Sunday, February 9, 2014

The Shining Girls by Lauren Beukes




This book came to my reading list because I was searching for the best horror-mystery novels to replenish my collection and this title came up twice. Plus the cover is eerie.

The story turned out to be more than a murder thriller than a paranormal one. Although there is one element that gives a supernatural distinction that sets it apart from the mainstream serial killer fare. The serial killer named Harper can travel through time with an aid of a house he magnificently stumbled upon in Chicago 1930’s. Harper is your typical psychotic serial killer. He kills the girls brutally while leaving relics to identify him by, which is quite egotistic on his part because with his time traveling ability, it’s one to a million that he will be caught unless he is that sloppy. He derives his kick from the gruesome acts and relishes the hunt. He feeds the house with the deaths of “shining girls”, girls who will make a difference in this world. I never quite got the explanation behind this force nor was his history uncovered. He started off as a sick serial killer and ended off as one.

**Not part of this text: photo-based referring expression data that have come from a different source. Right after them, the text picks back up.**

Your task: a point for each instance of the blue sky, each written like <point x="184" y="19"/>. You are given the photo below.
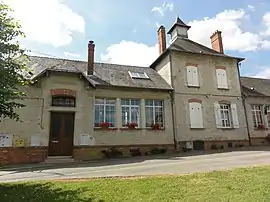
<point x="125" y="31"/>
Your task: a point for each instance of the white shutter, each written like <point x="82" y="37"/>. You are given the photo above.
<point x="224" y="79"/>
<point x="195" y="115"/>
<point x="217" y="115"/>
<point x="219" y="81"/>
<point x="195" y="76"/>
<point x="234" y="116"/>
<point x="199" y="116"/>
<point x="189" y="76"/>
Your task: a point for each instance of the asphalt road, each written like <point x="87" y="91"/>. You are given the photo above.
<point x="140" y="166"/>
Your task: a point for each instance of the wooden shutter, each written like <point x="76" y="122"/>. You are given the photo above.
<point x="224" y="79"/>
<point x="195" y="77"/>
<point x="217" y="115"/>
<point x="234" y="116"/>
<point x="219" y="80"/>
<point x="189" y="75"/>
<point x="195" y="115"/>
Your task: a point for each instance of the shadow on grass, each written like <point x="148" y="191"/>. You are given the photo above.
<point x="31" y="192"/>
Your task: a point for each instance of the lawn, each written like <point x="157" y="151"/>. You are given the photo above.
<point x="250" y="184"/>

He sets off killing girls in various eras, which gives the book a multitude of settings and landscapes. In some parts, you could empathize with Harper’s sense of power when he can wrong a right, visit places way before his time and witness the rise and fall of a period. One thing that centered on this story is by closing the unfinished loop when he failed to kill one girl named Kirby. Kirby, in her adult years, turned out to be this sarcastic scarred woman out to make sense and hunt her killer while working as an intern in a newspaper bureau. The two main characters, the victim and the killer, perform the confusing search dance hoping to collide with each other and close the gap.

This story is not your typical serial-murder story. At some points, the method of time traveling gives the order of the story complexity and detail. This book needs the reader’s full attention and imagination. It will also not serve answers but questions. What about this time traveling house? Why would the house need deaths of the shining girls? Why is Harper the way he is? Well, it’s best not to ask and embrace these given facts to be able to move on. It’s an interesting book, but it’s not for everybody. I might read it again sometime. It took me almost two weeks to finish it.